Fold change in neutralizing antibody titers (nAb) of subject serum samples following adsorption against E2B domain coated Ni-NTA or control beads was calculated against non-bead-treated serum samples. Depletion of MAYV E2 B domain-specific antibodies and impact on (A) MAYV or (B) CHIKV neutralizing antibody titer fold change compared to serum with control beads. A paired t-test for comparison of fold change heterotypic MAYV neutralization following MAYV E2B depletion yielded a p value *** = 0.0003 and 0.3276 (ns) for homotypic CHIKV neutralization. Depletion of CHIKV E2 B domain-specific antibodies and impact on (C) MAYV or (D) CHIKV neutralizing antibody titer fold change compared to serum with control beads. A paired t-test for comparison of fold change in heterotypic MAYV neutralization following CHIKV E2B depletion yielded a p value *** = 0.0006 and ** 0.0013 for homotypic CHIKV neutralization. Comparison of changes in (E) CHIKV PRNT50 or (F) MAYV PRNT50 following E2B depletion relative to no beads or control samples. LOD = 100 with values below the limit of detection graphed as 99. Data were analyzed using a one-way ANOVA with the significant comparison in (F) being ** p = 0.0045. Note Subject 17 was excluded from this statistical analysis as the MAYV neutralization in this subject was low, therefore, the impact on E2B depletion was not detectable.
Fig 6.
Antigen-specific MBC frequency per 106 PBMC over time in non-endemic cohort (blue n = 6), endemic (orange n = 5), and naïve subjects (black n = 3).

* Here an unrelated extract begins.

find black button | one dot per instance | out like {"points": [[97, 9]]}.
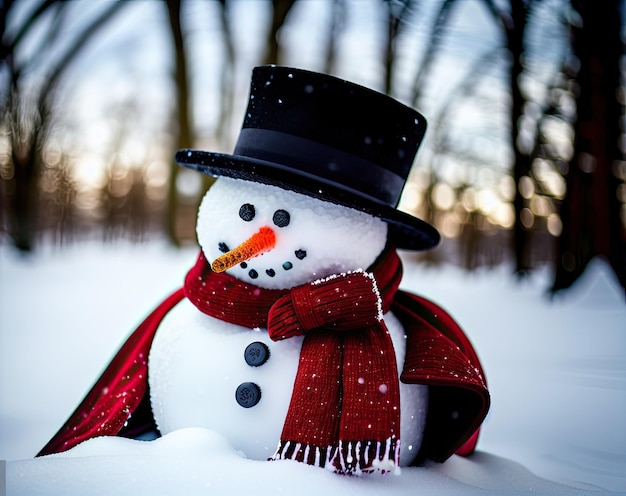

(A) CHIKV-specific MBC frequency as determined by whole CHIKV-ELISA. (B) MAYV-specific MBC frequency determined by whole MAYV-ELISA. (C) E2B-specific MBC frequency determined by MAYV-E2B ELISA. Negative samples and those below the limit of detection were assigned an arbitrary value between 0.05 and 0.09 (LOD = 0.1). (D) Summary of antigen-specific MBC frequency for CHIKV, MAYV, and MAYV E2B with subjects grouped together. Geometric mean frequencies are reported on the graph. P values are the result of a one-way ANOVA ** p = 0.0044, *** p = 0.006.
Table 2.
Antigen-specific MBC frequency for non-endemic and endemic cohorts.
Table summarizes subject sampling time post-infection, MBC frequencies for the three antigens tested, and % MAYV MBC attributable to E2B, determined by E2B MBC frequency divided by total MAYV-MBC frequency. ND = not detected, N/A = not applicable.